I recently posted a thread on Reddit’s Oboe section regarding practice routines, and there were many great comments. This one I liked so much, however, that I wanted to share it:
Start a practice journal. Practice by achieving goals, not by counting how much time you put into practice. So that way, you are focusing on quality over quantity.
So every week, I start writing down what I want to achieve every day during my practice session. Or you can also just list weekly practice goals if you don’t want to write it down every day.
For example, I’m working on an audition in about 2 weeks just for a summer camp. This is what I have written down in my practice journal for today.
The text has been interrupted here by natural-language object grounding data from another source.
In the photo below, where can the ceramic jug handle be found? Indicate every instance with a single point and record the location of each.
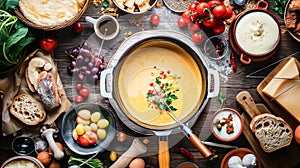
(90, 19)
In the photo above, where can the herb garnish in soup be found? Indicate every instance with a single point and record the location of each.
(167, 85)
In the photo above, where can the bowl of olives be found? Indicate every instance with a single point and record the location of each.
(88, 128)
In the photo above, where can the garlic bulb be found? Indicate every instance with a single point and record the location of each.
(249, 160)
(235, 162)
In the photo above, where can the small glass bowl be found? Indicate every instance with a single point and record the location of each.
(216, 47)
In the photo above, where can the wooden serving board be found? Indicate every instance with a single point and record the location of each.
(285, 157)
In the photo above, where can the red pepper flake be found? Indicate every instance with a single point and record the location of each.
(186, 153)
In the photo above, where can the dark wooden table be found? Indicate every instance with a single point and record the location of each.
(237, 82)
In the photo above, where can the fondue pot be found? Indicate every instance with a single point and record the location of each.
(255, 34)
(128, 72)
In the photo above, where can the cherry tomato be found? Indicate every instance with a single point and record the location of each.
(79, 99)
(219, 11)
(219, 28)
(197, 38)
(202, 9)
(186, 16)
(192, 6)
(214, 3)
(84, 92)
(155, 19)
(181, 23)
(77, 27)
(209, 23)
(78, 86)
(48, 43)
(229, 13)
(194, 26)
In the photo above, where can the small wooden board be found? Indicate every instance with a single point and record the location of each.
(285, 157)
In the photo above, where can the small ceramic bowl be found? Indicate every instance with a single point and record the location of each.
(23, 145)
(240, 152)
(216, 47)
(24, 161)
(220, 124)
(69, 124)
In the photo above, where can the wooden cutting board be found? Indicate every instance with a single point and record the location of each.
(285, 157)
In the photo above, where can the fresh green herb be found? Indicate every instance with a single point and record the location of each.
(279, 6)
(222, 99)
(14, 35)
(94, 163)
(166, 90)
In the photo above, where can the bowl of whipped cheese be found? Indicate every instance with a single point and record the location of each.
(255, 34)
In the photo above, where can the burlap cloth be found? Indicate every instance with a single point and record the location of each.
(16, 84)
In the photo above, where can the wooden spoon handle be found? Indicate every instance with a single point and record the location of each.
(163, 153)
(136, 148)
(247, 103)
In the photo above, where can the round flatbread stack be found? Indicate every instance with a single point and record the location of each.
(50, 12)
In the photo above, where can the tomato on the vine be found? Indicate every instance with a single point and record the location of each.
(194, 26)
(202, 9)
(214, 3)
(197, 38)
(192, 6)
(209, 23)
(219, 11)
(219, 28)
(186, 16)
(155, 19)
(181, 23)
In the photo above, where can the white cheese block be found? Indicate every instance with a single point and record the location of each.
(290, 99)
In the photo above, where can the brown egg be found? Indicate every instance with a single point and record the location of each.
(137, 163)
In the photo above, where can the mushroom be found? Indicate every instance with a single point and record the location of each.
(249, 160)
(235, 162)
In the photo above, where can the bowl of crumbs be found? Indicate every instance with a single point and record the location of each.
(135, 6)
(226, 124)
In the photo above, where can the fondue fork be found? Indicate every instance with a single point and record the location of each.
(202, 148)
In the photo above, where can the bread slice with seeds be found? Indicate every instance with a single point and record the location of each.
(27, 109)
(272, 132)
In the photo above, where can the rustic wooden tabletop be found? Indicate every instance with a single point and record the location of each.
(235, 82)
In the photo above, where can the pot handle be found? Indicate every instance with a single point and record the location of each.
(244, 59)
(216, 80)
(163, 152)
(262, 5)
(103, 84)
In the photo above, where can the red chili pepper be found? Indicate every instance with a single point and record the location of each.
(233, 63)
(186, 153)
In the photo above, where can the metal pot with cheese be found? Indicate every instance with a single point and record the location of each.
(256, 34)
- 2 octave Bb major at quarter = 100, work on getting low notes to speak clearly
- 2 octave F major at quarter = 100, work on high note transitions and intonation
- Full chromatic (Bb3-G6) at quarter = 100, high note transition and check intonation with tuner
- Ferling 3, measure 14-16 and 29-31 – work on smooth, effortless slur up to high F
- Mozart, measure 32+83, make it technically perfect and clean; measure 32-49, check for evenness of tempo; measure 93-95 at quarter = 105.
By defining what you really want to achieve, you avoid wasting time and you make your practice session much more efficient. Before I started doing this, I would just goof around during practice and just play what I already know.
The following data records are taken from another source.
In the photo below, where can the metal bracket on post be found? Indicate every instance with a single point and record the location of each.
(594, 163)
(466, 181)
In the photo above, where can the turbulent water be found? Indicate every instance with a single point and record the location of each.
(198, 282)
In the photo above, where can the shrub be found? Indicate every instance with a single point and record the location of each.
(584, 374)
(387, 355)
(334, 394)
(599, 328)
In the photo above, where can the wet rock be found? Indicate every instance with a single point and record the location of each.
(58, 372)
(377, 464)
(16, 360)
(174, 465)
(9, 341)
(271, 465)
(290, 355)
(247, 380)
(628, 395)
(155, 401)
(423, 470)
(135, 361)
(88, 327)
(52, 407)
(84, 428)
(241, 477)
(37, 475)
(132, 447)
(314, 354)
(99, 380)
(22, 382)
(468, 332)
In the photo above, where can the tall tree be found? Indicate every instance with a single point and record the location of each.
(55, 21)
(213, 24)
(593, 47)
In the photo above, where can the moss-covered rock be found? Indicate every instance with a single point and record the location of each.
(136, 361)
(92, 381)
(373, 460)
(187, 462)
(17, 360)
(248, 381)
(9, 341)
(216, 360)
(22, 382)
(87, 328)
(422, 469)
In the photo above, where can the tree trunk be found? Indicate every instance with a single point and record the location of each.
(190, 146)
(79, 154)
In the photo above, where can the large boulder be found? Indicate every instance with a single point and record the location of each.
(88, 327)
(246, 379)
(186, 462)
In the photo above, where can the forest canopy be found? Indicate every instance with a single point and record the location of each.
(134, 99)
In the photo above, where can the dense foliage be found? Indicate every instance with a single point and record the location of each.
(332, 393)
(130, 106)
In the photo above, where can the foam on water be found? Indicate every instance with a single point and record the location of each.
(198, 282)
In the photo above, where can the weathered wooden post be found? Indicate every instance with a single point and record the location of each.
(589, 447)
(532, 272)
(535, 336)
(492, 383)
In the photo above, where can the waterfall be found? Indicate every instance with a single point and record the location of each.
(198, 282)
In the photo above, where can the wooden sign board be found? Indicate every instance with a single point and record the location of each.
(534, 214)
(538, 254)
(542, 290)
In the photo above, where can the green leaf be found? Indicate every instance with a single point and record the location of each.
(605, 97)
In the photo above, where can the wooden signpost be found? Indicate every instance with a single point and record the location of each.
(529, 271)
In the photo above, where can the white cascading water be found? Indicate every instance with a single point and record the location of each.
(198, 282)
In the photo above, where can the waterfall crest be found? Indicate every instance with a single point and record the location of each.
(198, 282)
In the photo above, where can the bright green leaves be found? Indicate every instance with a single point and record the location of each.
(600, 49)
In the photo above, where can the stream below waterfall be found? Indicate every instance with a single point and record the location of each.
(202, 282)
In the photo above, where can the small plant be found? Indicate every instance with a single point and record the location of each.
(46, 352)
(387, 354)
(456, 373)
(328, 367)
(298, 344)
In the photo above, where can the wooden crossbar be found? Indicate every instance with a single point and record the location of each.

This routine usually takes me about 1-2 hours a day depending on how difficult the goals are. You don’t have to achieve all the goals in one session either. I like to spread my sessions out into 20-30 minute blocks throughout the day. It allows me to be more focused on just one goal during each session.
During the school year I tend to block out of my practice session in this order
- Warm up (long tones and a scales)
- New oboe skills (circular breathing, double/triple tonguing, multiphonics, high notes, alternate fingerings, etc)
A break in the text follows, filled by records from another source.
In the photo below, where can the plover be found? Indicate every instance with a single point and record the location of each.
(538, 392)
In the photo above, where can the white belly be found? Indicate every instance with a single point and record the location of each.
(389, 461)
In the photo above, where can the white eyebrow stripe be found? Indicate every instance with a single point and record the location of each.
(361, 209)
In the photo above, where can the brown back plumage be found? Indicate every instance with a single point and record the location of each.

- Etude (Barret or Ferling usually)
- Orchestral excerpts or audition music
- Solo in progress
- Large ensemble or chamber music
I do reedmaking and adjustments during my break, never in the middle of a practice session unless it’s a minor adjustment.
Which is precisely what I’ve started to do. I bought a Top-down Planner, which has monthly and weekly breakouts, and try to plan out my practice routines for the week.